A long-handled comb from Danebury hillfort, UK. This comb has been burned.
Year 2 could be characterized as the year I spent trying to figure out the purpose of these tools by considering the history of their research. Conducting a ‘literature review’ (ie, you read what others have said about some topic and you write about it in an abbreviated essay/chapter) is a fairly recent requirement for research projects these days but I had never felt the true value of such an endeavor until I started reading what others had said about long-handled combs. After seeing the combs in person and examining them under a microscope, I was hooked. I had to learn more and I had to determine a sensible way to examine their functional attributes, beyond their decoration.

Year 3 could be understood as the year of advancing boundaries and seriously critiquing what we know about all the textile tools (loomweights, spindle whorls, long-handled combs, and needles). After a second viewing of these textile tools, I wrote four extensive chapters on the textile tools and still I was unsure what to do about these combs. In a twist, I was able to see them again for a third time. It’s amazing what an extensive literature review and the gestation of thoughts can do for a scholar trying to figure out how to figure something out. I’d like to consider myself an archaeological engineer in a sense because I am presented with something which has an unknown purpose and I’ve been asked to uncover its function. Using applied methods, engineers can take a prototype and create a working version; experimental archaeology affords archaeology a similar option.

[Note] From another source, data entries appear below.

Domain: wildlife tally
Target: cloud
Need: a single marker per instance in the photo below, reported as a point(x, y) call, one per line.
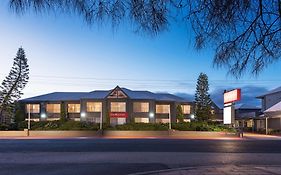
point(248, 96)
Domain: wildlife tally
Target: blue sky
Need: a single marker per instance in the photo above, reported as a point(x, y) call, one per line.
point(67, 55)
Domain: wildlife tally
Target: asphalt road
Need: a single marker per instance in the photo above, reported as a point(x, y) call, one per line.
point(125, 156)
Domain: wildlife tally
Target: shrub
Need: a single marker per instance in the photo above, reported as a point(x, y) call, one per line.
point(141, 126)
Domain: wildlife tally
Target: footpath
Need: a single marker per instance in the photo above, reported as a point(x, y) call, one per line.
point(219, 170)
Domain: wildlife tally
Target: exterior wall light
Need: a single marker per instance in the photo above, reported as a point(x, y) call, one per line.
point(43, 115)
point(83, 114)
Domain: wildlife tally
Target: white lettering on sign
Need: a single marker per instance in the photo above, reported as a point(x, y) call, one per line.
point(232, 96)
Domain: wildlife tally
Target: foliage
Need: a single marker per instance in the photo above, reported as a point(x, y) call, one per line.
point(12, 86)
point(244, 33)
point(59, 125)
point(202, 99)
point(180, 115)
point(19, 112)
point(76, 125)
point(201, 126)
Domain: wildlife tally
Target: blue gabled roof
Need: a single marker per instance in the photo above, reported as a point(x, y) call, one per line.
point(101, 94)
point(276, 90)
point(246, 106)
point(57, 96)
point(168, 97)
point(139, 94)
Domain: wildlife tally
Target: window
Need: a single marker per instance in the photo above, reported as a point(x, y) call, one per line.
point(94, 106)
point(141, 120)
point(158, 120)
point(118, 107)
point(73, 108)
point(53, 108)
point(185, 109)
point(162, 109)
point(34, 108)
point(141, 107)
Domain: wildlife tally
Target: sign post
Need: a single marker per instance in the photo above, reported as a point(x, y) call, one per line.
point(229, 106)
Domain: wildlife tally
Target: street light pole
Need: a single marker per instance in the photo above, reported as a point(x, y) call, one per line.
point(170, 120)
point(101, 118)
point(28, 127)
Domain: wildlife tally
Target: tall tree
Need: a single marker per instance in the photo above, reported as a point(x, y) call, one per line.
point(245, 34)
point(180, 114)
point(202, 99)
point(12, 86)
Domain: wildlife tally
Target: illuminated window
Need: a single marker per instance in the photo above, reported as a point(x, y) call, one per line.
point(158, 120)
point(53, 108)
point(141, 107)
point(34, 108)
point(141, 120)
point(118, 107)
point(94, 106)
point(73, 108)
point(185, 109)
point(162, 109)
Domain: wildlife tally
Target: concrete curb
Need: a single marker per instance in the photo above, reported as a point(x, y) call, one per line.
point(119, 134)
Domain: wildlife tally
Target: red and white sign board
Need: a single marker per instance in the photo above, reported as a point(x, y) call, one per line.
point(232, 96)
point(118, 114)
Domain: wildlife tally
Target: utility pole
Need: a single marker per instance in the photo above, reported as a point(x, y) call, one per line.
point(28, 127)
point(170, 120)
point(101, 117)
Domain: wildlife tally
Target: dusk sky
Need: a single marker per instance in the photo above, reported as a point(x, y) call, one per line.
point(65, 54)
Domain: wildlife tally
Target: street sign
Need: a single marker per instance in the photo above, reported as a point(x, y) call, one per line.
point(232, 96)
point(118, 114)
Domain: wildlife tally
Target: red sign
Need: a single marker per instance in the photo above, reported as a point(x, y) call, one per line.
point(119, 114)
point(232, 96)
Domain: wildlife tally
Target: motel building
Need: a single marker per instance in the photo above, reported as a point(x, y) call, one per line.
point(119, 105)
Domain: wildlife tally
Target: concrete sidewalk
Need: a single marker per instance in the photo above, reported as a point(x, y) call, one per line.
point(255, 136)
point(218, 170)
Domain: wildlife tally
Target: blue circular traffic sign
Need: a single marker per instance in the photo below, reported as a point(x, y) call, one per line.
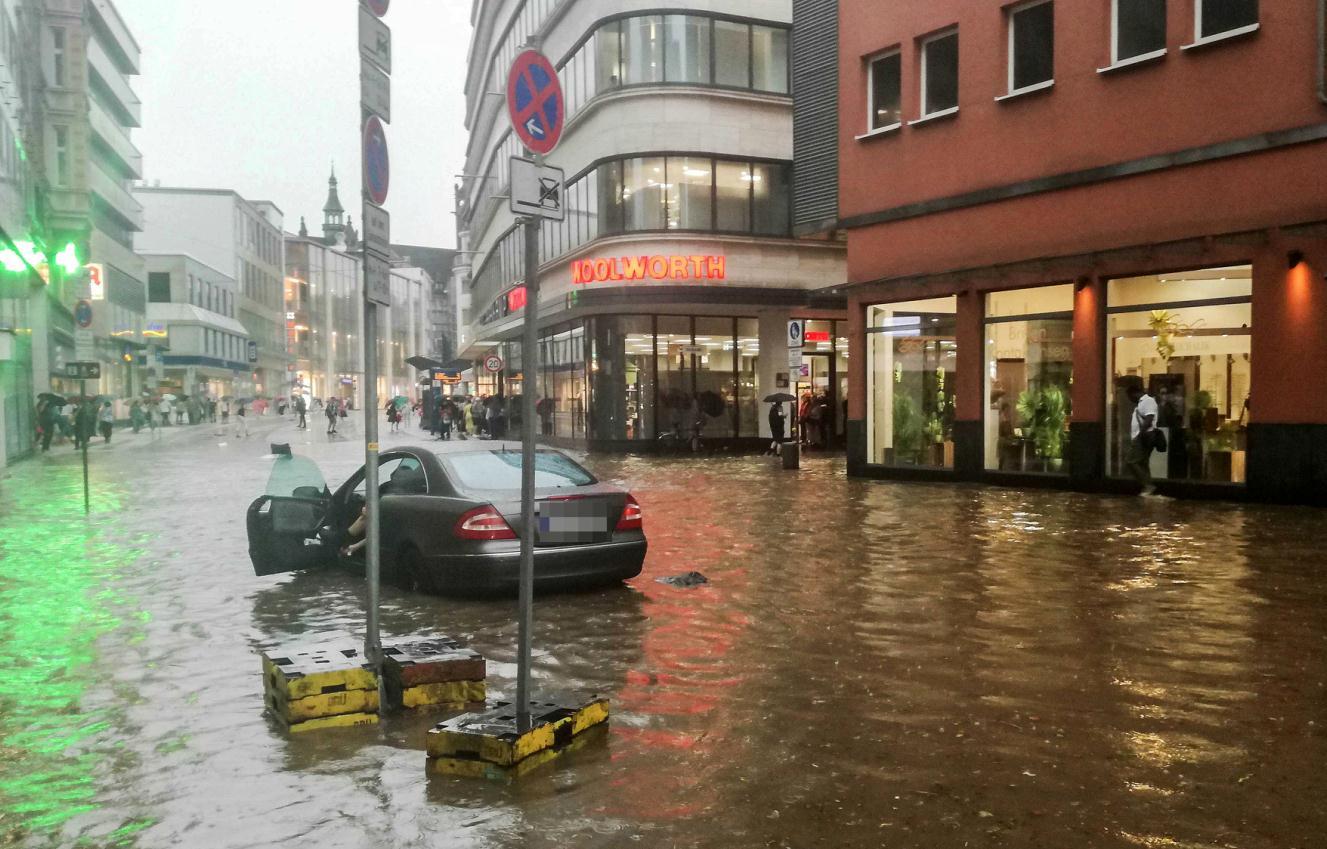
point(377, 171)
point(535, 101)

Of course, experimentation is always problematic in archaeology because we deal with many unknowns, including how societies interpreted this technology and how they utilized it. Academic research is very slow, but I am beginning to realize that it needs to be slow. Just like how my craft knowledge took several years to develop, my sense of understanding archaeological problems takes time. If you look at my conference and publishing record, I have committed the majority of my research time to long-handled combs and explaining the issues surrounding their interpretation. Keeping my discussion of these combs in balance to the other textile tools I study has sometimes been very hard because I am adamant about not privileging one tool type over the others.

Studying the archaeological record and seeking out the voices, gestures, and intentions captured within each object fuels my need to research. I will keep an open mind as I go.